Half a decade ago, Orange County’s city and county officials rallied behind a new strategy to address homelessness:
Build 2,700 units of housing for homeless people with on-site support services – something studies have shown improves people’s lives while reducing overall costs for taxpayers.
Nearly five years later, the county is moving forward on a series of projects, including one in Costa Mesa slated to break ground next month that will convert a Motel 6 into housing for 80 veterans and seniors.
But local officials remain far behind its objectives.
Lagging Behind Housing Goals
So far, OC has finished only about 17% of its permanent supportive housing goal, according to the latest data from the Orange County Housing Finance Trust, the joint city-county agency that coordinates funding for the projects.
As of this week, a total of 479 permanent supportive housing units have been “completed,” while another 608 are under construction, according to the agency’s data.
“That’s great that everyone agrees that we need it. But if the plan is, we’ll have it in 5 to 15 years,” homelessness will only continue to grow by then, said Brooke Weitzman, an attorney who represents homeless people in Orange County.
“We’re well on our way to having another year where the number reduction in homelessness is the same as the number of people who died in the streets this year,” she added.
State leaders have set aside billions of dollars for local governments to convert motels, hotels and other buildings into permanent supportive housing, under a grant program known as “Project Homekey.”
That means money isn’t a barrier anymore to creating the housing, said county Supervisor Katrina Foley, who has met with mayors and city managers in the areas she represents to encourage them to allow motel conversions.
“The money is available if people are ready to go” with projects, she said.

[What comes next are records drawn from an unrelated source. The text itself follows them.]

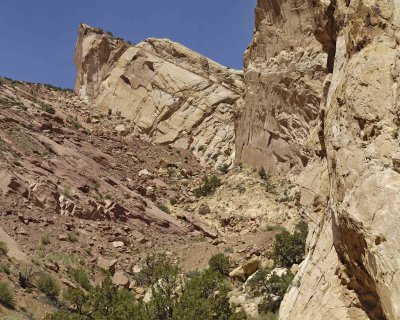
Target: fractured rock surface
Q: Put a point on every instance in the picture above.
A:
(171, 94)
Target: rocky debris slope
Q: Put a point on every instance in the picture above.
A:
(285, 67)
(169, 93)
(76, 194)
(352, 270)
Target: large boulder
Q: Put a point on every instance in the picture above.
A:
(171, 94)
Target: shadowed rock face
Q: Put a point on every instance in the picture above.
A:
(171, 94)
(284, 71)
(352, 269)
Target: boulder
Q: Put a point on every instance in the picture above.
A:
(107, 265)
(119, 279)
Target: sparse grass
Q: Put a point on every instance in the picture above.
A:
(47, 285)
(66, 192)
(142, 201)
(72, 237)
(63, 259)
(45, 240)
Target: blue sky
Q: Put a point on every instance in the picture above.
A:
(38, 37)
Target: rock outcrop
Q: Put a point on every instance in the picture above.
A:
(168, 93)
(285, 67)
(352, 269)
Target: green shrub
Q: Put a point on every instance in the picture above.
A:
(264, 175)
(6, 296)
(80, 277)
(208, 186)
(48, 108)
(156, 267)
(77, 298)
(219, 263)
(25, 277)
(276, 288)
(224, 168)
(5, 268)
(3, 248)
(289, 248)
(272, 287)
(204, 297)
(48, 286)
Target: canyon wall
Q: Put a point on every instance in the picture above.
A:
(168, 93)
(285, 67)
(352, 268)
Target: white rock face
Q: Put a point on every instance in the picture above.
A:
(171, 94)
(352, 269)
(285, 67)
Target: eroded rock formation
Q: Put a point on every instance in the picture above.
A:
(170, 94)
(285, 67)
(321, 96)
(352, 270)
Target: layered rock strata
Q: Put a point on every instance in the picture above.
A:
(168, 93)
(285, 67)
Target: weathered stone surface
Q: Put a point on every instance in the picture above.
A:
(284, 71)
(171, 94)
(106, 265)
(120, 280)
(251, 266)
(352, 269)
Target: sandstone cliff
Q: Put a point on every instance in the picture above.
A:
(352, 270)
(170, 94)
(284, 70)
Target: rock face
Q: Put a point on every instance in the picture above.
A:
(167, 92)
(352, 269)
(284, 71)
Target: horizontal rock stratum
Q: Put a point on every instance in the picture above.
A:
(170, 94)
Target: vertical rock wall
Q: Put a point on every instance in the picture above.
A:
(352, 269)
(284, 71)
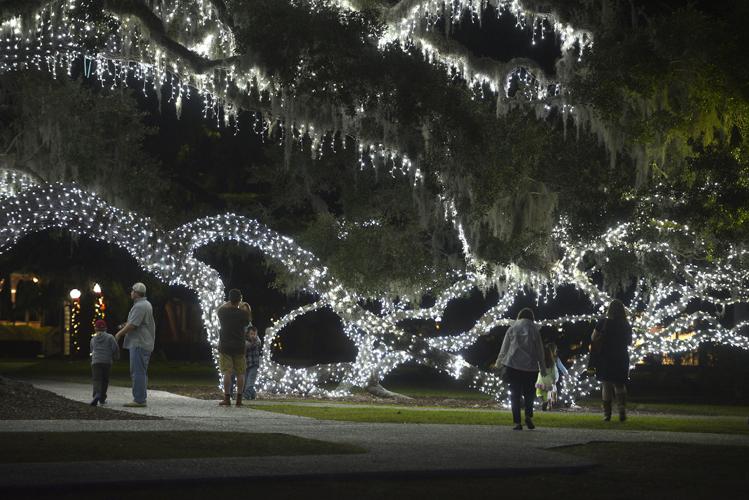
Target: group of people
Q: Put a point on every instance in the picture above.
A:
(239, 349)
(532, 369)
(529, 367)
(139, 333)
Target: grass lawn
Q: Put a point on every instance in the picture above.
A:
(173, 375)
(723, 425)
(627, 470)
(176, 372)
(92, 446)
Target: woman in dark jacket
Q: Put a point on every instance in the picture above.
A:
(614, 335)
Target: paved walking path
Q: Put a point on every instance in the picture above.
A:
(392, 449)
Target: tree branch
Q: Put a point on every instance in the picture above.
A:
(159, 36)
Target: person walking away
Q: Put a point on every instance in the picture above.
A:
(522, 355)
(104, 350)
(231, 345)
(614, 334)
(546, 386)
(253, 353)
(140, 335)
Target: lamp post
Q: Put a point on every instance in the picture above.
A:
(99, 306)
(73, 326)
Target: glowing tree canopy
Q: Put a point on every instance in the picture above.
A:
(407, 146)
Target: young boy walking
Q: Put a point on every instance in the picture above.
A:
(104, 350)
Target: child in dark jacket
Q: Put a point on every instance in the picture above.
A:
(104, 350)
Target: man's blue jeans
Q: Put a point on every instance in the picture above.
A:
(139, 358)
(249, 382)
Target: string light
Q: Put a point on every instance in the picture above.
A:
(661, 321)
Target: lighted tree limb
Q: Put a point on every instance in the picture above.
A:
(158, 35)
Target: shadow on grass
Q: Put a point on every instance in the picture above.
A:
(626, 471)
(401, 415)
(94, 446)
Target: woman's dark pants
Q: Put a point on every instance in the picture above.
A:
(522, 387)
(100, 376)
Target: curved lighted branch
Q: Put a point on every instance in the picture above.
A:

Foley added that officials need to be proactive about identifying properties “so we can pounce when we have funding grant opportunities.”
Encouraging Local Officials to Convert Rundown Motels
The vast majority of the county’s motel conversions are in districts represented by Foley – the only supervisor known to have convened city officials to encourage them to apply for the grants.
Requests for comment were not returned from the other four county supervisors.
The OC Housing Finance Trust’s chairman, Stephen Faessal, provided a written statement noting the agency has received $25 million to fund “1,065 affordable and permanent supportive housing” units.
608 of those are permanent supportive homes currently under construction, wrote Faessal, who also is an elected Anaheim councilman.
Foley said the county “languished for a couple years” before she was elected supervisor in 2021 and convened city leaders in her district.
Before that, “there was no real outreach to my city” of Costa Mesa, said Foley, who was the city’s mayor until she was elected to the county board.
Instead, she said, the county was “reacting instead of outreaching and engaging and creating a proactive plan.”
The five county supervisors oversee much of the state and federal homeless funding in OC.
The county has been working on six motel conversions under Project Homekey grants, totaling 391 units once they’re completed at an unknown date. Three are in Stanton, and one each are in Huntington Beach, Costa Mesa and Anaheim.
In cities like Anaheim, Stanton and Costa Mesa, the motel conversion projects have been credited by mayors as making their communities safer by reducing crime and nuisance calls at the motels, while improving the lives of the people who move into the converted motels.
Santa Ana has also touted successes with its motel conversion projects, known as The Orchard and Casa Querencia, that together house around 125 formerly homeless people.
According to city officials, 97% of residents in both projects during the past year continued to stay in permanent housing.
And based on UC Irvine’s homelessless cost study from 2018, the city says the conversions save taxpayers as much as $21 million per year.
The study cited savings from factors like fewer hospitalizations and arrests when people are stably housed.
Going forward, Foley said, the Project Homekey conversions are “our best bet for expediting permanent supportive housing.”
“Because you’re not building from the ground up,” she said. “You’re renovating.”
Advocates like Weitzman say other parts of the county should step up and host conversion projects if they’re serious about addressing homelessness.
“The thing we have to do if we want to get ahead of [rising homelessness], is get housing and housing projects online this year,” Weitzman said.
This article has been updated to include a statement provided by Stephen Faessel, chairman of OC Housing Finance Trust.